02002ef6f3 Added row-storage optimizations for trmm, trsm.
Details:
- Implemented algorithmic optimizations for trmm and trsm whereby the right
  side case is now handled explicitly, rather than induced indirectly by
  transposing and swapping strides on operands. This allows us to walk through
  the output matrix with favorable access patterns no matter how it is stored,
  for all parameter combinations.
- Renamed trmm and trsm blocked variants so that there is no longer a
  lower/upper distinction. Instead, we simply label the variants by which
  dimension is partitioned and whether the variant marches forwards or
  backwards through the corresponding partitioned operands.
- Added support for row-stored packing of lower and upper triangular matrices
  (as provided by bli_packm_blk_var3.c).
- Fixed a performance bug in bli_determine_blocksize_b() whereby the cache
  blocksize  extensions (if non-zero) were not being used to appropriately size
  the first iteration (ie: the bottom/right edge case).
- Updated comments in bli_kernel.h to indicate that both MC and NC must be
  whole multiples of MR AND NR. This is needed for the case of trsm_r where,
  in order to reuse existing left-side gemmtrsm fused micro-kernels, the
  packing of A (left-hand operand) and B (right-hand operand) is done with
  NR and MR, respectively (instead of MR and NR).
2013-06-24 17:08:14 -05:00
Field G. Van Zee
08475e7c76 Various level-3 optimizations for row storage.
Details:
- Implemented remaining two cases within bli_packm_blk_var2(), which allow
  packing from a lower or upper-stored symmetric/Hermitian matrix to column
  panels (which are row-stored). Previously one could only pack to row panels
  (which are column-stored).
- Implemented various optimizations in the level-3 front-ends that allow more
  favorable access through row-stored matrices for gemm, hemm, herk, her2k,
  symm, syrk, and syr2k.
- Cleaned up code in level-3 front-ends that has to do with setting target and
  execution datatypes.
2013-06-11 12:18:39 -05:00
Field G. Van Zee
22b06cfcd2 Updated level-1/-1f [vector intrinsic] kernels.
Details:
- Updated level-1/-1f kernels so that non-unit and un-aligned cases are
  handled by reference implementation (rather than aborted).
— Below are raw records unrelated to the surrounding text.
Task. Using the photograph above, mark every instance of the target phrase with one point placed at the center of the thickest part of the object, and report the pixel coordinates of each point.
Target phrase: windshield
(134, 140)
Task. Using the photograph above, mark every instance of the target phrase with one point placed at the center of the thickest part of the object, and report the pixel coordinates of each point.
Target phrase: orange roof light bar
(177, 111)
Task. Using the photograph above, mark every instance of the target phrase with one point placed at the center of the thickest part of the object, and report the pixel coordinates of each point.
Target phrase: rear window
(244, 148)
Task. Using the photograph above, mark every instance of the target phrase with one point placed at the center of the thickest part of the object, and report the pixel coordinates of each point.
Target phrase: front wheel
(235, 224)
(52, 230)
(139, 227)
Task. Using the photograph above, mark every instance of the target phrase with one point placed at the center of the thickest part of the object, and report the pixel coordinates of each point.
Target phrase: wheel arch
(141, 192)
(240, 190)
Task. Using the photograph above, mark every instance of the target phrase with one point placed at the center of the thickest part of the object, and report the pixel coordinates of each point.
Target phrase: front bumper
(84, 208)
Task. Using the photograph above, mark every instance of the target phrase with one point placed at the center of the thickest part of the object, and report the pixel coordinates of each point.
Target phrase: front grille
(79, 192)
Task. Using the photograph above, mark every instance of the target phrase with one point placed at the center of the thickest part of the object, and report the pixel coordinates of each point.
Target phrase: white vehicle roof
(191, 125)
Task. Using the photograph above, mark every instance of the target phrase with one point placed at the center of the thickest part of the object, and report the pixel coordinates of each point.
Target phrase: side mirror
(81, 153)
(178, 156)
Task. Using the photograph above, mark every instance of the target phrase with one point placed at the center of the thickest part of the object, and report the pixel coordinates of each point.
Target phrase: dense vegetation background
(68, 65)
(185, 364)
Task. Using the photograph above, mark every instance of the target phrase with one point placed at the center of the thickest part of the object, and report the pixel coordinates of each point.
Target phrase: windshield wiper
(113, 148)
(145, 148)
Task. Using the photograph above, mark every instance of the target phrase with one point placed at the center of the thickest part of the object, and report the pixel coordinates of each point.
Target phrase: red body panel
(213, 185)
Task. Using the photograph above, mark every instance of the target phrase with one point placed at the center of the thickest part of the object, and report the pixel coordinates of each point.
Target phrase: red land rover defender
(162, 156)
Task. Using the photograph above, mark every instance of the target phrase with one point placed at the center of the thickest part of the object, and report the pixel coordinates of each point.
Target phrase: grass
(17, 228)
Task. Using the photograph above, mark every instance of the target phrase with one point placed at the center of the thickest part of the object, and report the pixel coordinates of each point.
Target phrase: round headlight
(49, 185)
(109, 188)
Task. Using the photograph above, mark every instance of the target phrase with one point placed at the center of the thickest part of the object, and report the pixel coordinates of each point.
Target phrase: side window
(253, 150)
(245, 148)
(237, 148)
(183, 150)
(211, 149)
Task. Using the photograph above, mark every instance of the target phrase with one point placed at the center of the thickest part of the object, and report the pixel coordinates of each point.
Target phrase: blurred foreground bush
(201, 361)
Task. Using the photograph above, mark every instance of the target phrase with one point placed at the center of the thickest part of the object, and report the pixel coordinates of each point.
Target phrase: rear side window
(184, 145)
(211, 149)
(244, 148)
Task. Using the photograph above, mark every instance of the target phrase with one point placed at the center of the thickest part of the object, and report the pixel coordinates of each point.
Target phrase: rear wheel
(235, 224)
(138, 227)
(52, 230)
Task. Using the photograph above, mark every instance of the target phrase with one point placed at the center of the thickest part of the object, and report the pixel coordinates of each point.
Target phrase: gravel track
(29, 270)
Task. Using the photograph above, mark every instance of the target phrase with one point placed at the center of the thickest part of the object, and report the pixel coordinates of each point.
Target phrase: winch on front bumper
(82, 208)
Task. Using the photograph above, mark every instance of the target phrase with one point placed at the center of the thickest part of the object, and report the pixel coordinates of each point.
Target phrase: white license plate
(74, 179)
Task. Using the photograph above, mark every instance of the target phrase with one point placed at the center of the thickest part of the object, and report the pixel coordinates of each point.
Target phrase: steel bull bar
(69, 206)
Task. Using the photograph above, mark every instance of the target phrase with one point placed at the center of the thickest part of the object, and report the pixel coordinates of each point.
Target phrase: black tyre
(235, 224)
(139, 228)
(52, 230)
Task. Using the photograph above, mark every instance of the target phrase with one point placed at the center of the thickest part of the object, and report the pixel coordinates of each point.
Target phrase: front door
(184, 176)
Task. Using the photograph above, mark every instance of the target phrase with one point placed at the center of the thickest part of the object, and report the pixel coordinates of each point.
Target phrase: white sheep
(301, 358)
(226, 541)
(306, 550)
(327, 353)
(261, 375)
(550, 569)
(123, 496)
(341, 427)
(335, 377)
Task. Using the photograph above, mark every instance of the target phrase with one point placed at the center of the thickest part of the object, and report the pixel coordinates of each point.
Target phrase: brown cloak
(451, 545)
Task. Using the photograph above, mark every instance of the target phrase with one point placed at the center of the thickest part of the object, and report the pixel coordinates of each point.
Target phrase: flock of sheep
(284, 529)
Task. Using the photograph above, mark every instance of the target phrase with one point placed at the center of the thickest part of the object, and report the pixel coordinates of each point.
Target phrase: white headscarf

- Added -fomit-frame-pointer to default make_defs.mk for clarksville
  configuration.
- Defined bli_offset_from_alignment() macro.
- Minor edits to old test drivers.
2013-06-03 16:54:52 -05:00
Field G. Van Zee
85a6d1c9a5 Replaced axpys usage with subs in trsv.
Details:
- Replaced instances of axpys with alpha equal to -1 with subs.
- Use BLIS_MAX_TYPE_SIZE to define BLIS_CONSTANT_SLOT_SIZE instead of
  sizeof(dcomplex).
2013-05-29 10:58:24 -05:00
Field G. Van Zee
2d9c667f3c Fixed x86_64 kernel bugs and other minor issues.
Details:
- Fixed bugs in trmv_l and trsv_u due to backwards iteration resulting in
  unaligned subpartitions. We were already going out of our way a bit to
  handle edge cases in the first iteration for blocked variants, and this
  was simply the unblocked-fused extension of that idea.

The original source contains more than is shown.